His first issue is with inflation. “I started work 40 years ago at $1 an hour. If KiwiSaver had been around and I'd invested that $1 (which KiwiSaver would have turned into $3) it would now be worth about $21, at 5 per cent a year, which is still now just an hour's wage roughly,” he writes. “On a personal basis, that $1 was more valuable to me then than the $21 is now.”
The reader – let’s call him Fred - is actually being generous to KiwiSaver. Government and employer contributions no longer triple an employee’s contributions, except in the first year when they get the kick-start.
Instead, from April next year, the contributions of someone on $20,000 will be multiplied by 2.3. At $60,000 they will be doubled, and at $200,000 they will be multiplied by 1.8. A non-employee’s contribution of up to $1043 will be multiplied by 1.5.
So Fred’s $1 would have grown to around $14, not $21. But that’s not the point. While Fred might have needed more money when young, his son might be different. Life is unpredictable.

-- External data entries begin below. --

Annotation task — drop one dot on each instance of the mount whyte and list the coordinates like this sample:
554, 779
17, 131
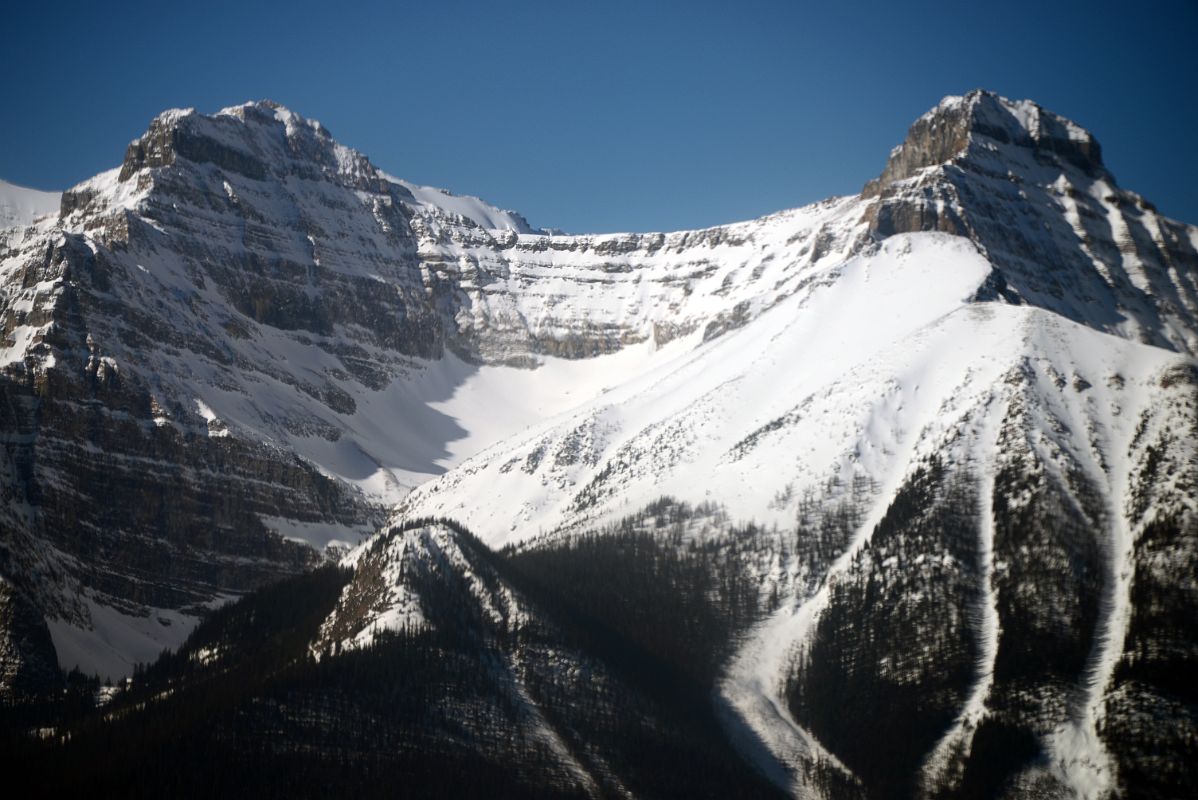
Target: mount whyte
905, 480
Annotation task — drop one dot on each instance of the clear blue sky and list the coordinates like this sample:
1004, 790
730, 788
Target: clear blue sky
606, 115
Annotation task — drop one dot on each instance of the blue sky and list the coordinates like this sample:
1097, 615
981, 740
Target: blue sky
610, 115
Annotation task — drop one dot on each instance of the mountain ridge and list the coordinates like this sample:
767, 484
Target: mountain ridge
972, 383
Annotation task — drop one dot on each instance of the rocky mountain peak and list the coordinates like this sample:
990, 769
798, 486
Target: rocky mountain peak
253, 140
982, 123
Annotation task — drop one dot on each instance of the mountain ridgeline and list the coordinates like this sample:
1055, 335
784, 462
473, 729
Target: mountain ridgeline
348, 483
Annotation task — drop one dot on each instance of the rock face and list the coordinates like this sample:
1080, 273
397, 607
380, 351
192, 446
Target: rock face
1030, 189
944, 432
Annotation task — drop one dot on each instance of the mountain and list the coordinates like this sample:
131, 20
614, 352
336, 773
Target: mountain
20, 206
905, 480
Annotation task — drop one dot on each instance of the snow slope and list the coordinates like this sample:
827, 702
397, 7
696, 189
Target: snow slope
22, 206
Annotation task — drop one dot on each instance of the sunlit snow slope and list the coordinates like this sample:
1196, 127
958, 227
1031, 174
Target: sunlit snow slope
960, 404
22, 206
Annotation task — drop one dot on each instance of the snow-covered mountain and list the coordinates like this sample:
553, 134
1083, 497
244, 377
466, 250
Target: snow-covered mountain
22, 206
947, 431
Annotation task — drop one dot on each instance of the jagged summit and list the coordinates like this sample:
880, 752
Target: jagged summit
981, 122
943, 430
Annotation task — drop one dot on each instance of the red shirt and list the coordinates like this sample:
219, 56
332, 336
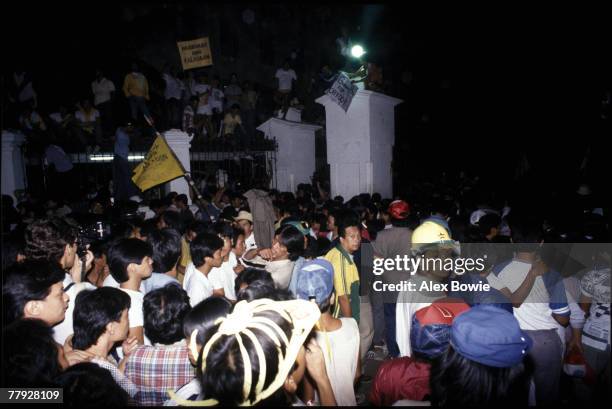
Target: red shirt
401, 378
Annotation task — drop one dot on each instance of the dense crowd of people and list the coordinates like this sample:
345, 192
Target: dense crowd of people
190, 101
267, 297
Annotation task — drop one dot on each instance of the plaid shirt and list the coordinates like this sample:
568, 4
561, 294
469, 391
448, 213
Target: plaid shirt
120, 378
156, 369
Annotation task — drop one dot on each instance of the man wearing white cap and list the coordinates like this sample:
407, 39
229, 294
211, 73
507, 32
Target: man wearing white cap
245, 221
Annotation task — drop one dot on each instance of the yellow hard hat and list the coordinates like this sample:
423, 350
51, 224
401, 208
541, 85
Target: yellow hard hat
431, 234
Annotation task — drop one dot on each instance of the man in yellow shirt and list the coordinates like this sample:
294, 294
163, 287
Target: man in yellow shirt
136, 90
346, 275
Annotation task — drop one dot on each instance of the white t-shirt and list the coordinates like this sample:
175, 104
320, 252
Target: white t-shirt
189, 270
135, 314
64, 329
596, 285
224, 277
174, 87
198, 287
216, 99
109, 281
341, 364
56, 156
249, 242
535, 312
285, 79
102, 90
91, 117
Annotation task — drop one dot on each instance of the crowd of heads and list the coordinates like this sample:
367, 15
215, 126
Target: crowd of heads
229, 339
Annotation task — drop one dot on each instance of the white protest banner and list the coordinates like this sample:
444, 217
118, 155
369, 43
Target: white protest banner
195, 53
342, 91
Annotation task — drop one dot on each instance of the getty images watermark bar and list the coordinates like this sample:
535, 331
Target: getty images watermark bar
31, 395
466, 269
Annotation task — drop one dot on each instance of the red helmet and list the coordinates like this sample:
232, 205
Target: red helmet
399, 209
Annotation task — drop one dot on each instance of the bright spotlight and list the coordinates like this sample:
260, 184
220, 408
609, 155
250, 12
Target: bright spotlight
357, 51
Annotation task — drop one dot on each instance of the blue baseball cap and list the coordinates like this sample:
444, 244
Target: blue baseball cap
315, 279
431, 326
491, 336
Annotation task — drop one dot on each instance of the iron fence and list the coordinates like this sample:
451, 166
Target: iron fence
222, 163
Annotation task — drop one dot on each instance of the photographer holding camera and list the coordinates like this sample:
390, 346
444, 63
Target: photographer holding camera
56, 240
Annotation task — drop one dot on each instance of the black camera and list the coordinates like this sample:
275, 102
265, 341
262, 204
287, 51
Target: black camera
89, 233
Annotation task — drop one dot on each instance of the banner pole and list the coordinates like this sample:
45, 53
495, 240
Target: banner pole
186, 174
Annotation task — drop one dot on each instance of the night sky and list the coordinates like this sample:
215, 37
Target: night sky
518, 78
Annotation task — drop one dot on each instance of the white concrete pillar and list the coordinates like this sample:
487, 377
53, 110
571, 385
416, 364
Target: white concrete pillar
13, 176
180, 143
360, 144
295, 159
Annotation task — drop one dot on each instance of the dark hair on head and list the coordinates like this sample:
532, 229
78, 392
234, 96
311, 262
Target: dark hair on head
166, 245
250, 275
204, 245
182, 198
203, 316
28, 281
312, 248
223, 379
93, 311
346, 219
290, 237
12, 247
458, 381
172, 220
88, 384
122, 253
164, 311
29, 355
198, 227
46, 239
323, 246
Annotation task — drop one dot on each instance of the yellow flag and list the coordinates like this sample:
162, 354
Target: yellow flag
159, 166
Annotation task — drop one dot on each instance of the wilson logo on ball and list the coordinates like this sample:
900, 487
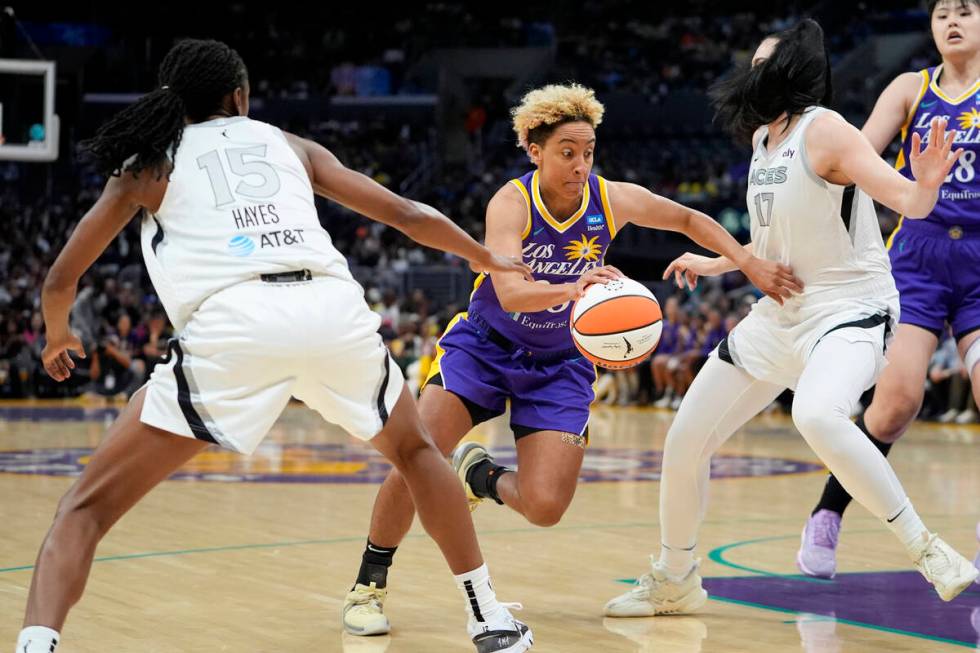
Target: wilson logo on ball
617, 325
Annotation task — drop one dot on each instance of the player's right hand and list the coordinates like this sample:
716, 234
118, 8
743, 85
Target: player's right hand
602, 275
776, 280
57, 362
688, 267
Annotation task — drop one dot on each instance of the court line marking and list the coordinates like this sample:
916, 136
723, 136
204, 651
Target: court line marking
718, 555
849, 622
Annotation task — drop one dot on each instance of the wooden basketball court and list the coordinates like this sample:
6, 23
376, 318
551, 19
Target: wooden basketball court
256, 554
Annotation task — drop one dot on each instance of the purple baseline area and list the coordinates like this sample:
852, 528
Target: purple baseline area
894, 600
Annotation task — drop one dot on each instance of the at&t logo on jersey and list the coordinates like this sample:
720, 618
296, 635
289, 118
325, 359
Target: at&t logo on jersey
241, 246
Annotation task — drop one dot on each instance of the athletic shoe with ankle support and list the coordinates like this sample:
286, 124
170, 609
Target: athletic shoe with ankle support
818, 546
464, 457
655, 593
948, 571
502, 634
364, 611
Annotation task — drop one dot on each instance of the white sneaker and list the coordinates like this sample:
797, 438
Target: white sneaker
356, 644
504, 634
655, 594
364, 611
464, 457
948, 571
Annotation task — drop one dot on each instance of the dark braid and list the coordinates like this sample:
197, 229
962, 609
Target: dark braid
195, 76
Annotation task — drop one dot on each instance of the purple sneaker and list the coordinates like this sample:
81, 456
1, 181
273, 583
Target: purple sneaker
818, 549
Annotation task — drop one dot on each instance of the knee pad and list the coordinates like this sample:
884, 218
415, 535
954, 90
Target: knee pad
972, 357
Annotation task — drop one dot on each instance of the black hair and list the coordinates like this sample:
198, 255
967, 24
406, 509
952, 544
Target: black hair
932, 4
195, 76
794, 77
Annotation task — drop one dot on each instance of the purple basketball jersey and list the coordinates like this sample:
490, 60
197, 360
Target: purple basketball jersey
959, 197
936, 260
558, 252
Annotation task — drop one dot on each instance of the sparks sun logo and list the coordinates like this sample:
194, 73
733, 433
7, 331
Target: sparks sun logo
587, 249
969, 119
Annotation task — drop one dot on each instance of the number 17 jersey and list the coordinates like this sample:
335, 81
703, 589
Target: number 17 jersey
827, 233
239, 204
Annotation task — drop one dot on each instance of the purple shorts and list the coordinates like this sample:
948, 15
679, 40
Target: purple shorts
937, 272
545, 393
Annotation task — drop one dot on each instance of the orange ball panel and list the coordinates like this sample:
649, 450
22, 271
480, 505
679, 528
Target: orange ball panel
618, 314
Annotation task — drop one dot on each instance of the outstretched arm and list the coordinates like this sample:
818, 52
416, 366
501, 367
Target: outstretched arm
891, 110
418, 221
121, 199
633, 203
837, 149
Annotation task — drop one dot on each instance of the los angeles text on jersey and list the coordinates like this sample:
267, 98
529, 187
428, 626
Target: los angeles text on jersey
539, 257
259, 215
967, 125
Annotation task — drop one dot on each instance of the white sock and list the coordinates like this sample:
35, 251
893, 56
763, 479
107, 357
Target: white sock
37, 639
481, 601
677, 562
909, 529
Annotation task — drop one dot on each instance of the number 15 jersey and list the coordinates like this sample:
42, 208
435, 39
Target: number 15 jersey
239, 204
827, 233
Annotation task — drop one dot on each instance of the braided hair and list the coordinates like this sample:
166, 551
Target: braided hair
195, 76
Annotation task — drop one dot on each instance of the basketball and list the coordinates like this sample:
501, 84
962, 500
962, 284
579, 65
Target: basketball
618, 324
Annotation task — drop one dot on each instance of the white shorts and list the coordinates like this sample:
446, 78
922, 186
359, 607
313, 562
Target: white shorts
249, 348
774, 346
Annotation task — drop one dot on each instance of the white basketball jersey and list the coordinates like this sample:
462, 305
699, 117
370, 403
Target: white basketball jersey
828, 234
239, 204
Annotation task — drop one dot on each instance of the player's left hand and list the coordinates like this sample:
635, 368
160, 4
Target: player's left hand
495, 263
688, 267
55, 357
931, 164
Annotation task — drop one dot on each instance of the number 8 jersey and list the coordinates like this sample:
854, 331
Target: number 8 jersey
958, 205
239, 204
828, 233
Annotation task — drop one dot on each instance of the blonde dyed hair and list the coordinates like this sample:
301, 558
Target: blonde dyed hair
553, 105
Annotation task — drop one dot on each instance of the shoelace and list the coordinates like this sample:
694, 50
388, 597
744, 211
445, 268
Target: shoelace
825, 533
367, 596
934, 559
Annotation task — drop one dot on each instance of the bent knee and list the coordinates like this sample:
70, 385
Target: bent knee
817, 419
893, 417
81, 519
544, 511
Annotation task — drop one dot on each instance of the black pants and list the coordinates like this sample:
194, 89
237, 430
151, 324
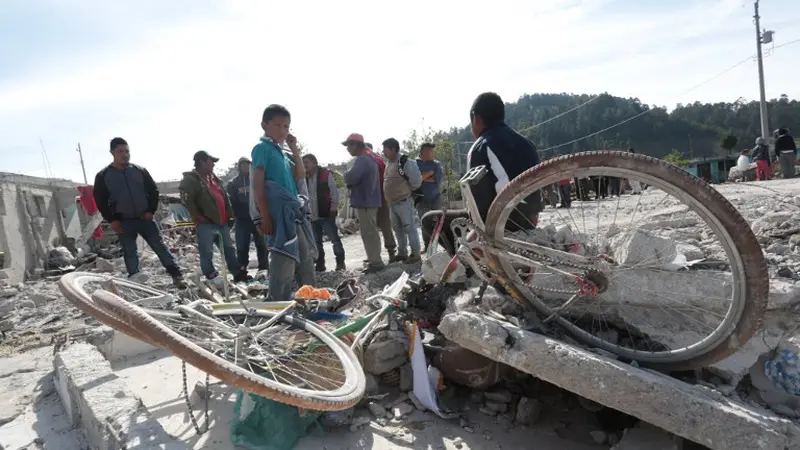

Fred adds that inflation might speed up again. True. But if his son invests in a KiwiSaver fund holding largely shares and property, its value should rise with inflation.
“Also”, Fred continues, “the likelihood of getting a consistent 5 per cent yearly average is doubtful - especially after the fund managers have taken their fees - which brings me to my second point...
“If the manager looking after your money is driving an expensive new car and you're not, surely you're doing something wrong – and its probably letting him/her look after your money. The person with the largest vested interest in your money is you - so you should look after it.”
My response: you certainly have more vested interest in your health than does your surgeon, or in staying out of prison than does your lawyer. But you pay highly for their expertise.
How much a fund manager makes shouldn’t matter as much as how your investment performs. And because of employer and government contributions, an investment in KiwiSaver is hard to beat.
In any case, some KiwiSaver providers charge pretty low fees, and I suggest that people go with them.
Fred’s third reason holds the least water. “The time when I needed money most was when I was younger, with a mortgage to pay and children to rear.”
It seems he hasn’t heard about the KiwiSaver withdrawal and subsidy to buy a first home – outlined at www.tinyurl.com/kiwisaverfirsthome
Even if his son doesn’t get a subsidy, his savings for his first home will always be bigger in KiwiSaver than elsewhere. He can withdraw his own and employer contributions plus returns on all the money, including on government contributions.
And once he has bought a home, he can go on KiwiSaver contributions holidays if he prefers to concentrate on repaying his mortgage.
Fred concedes that, “having followed this advice for 40 years I have no retirement savings. But I have not been concerned or directly impacted by the tides of interest rates nor by the cycle of depressions/recessions/market adjustments that seem to regularly destroy people's savings.”
That’s like saying, “I have no education, but at least I’ve never had bad teachers”.
He concludes, “I'm also very aware that this approach has been conditioned by the presence of NZ Superannuation, but can't see how we will end it and still remain a decent nation.”
I agree that NZ Super probably won’t disappear. But it’s highly likely to be reduced from an already pretty basic level.
I hope Fred’s son has a mind of his own.